Weekly Photo Challenge: Nostalgic

The red radio that is on the top shelf belonged to my paternal Grandma and the canister’s that are below were bought at a garage sale for $3 and they remind me of my maternal Grandmother (Granny).

Both of my Grandmothers have passed away and they have left some great memories behind. Both Grandma’s were creative and I’m sure they have passed their talents to us.

My paternal Grandma, Thelma, was an artist and writer. Just recently I saw one of her paintings still on the wall at the primary school in Minnamurra. Even more recently, one of my cousins told me that she used to make teepee’s (is that where I got it from?). My Grandma taught me how to knit and for my son, knitted that very last piece before she passed away. Grandma  pursued many different creative activities and seemed to really enjoy doing so.

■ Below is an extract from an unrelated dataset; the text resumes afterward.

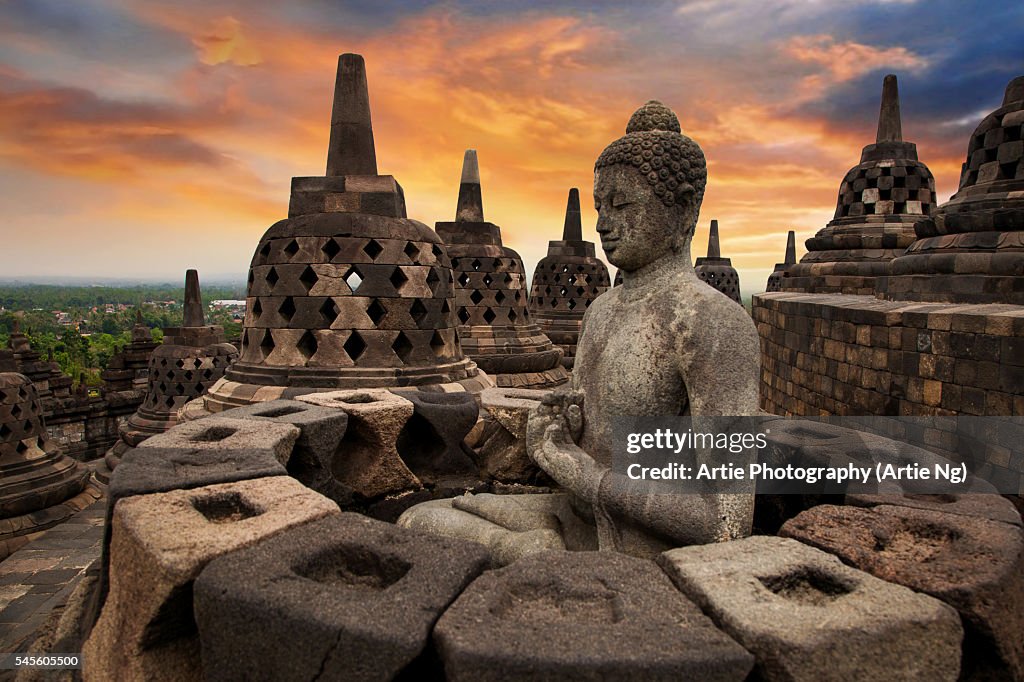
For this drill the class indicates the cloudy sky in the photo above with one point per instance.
(143, 137)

My maternal Grandmother, Granny Rita, was hilarious and quick-witted. She was in the army at war-time and taught us many army ditties. She too was a bit of a writer and would write little poems in cards for birthdays. They were always funny ditties. Granny had bad arthritis but only complained when it was about to rain “Arthur’s  playing up, think it’s going to rain”. She was also an avid reader like myself and we kind of had our own little book club as we would talk about what we were reading.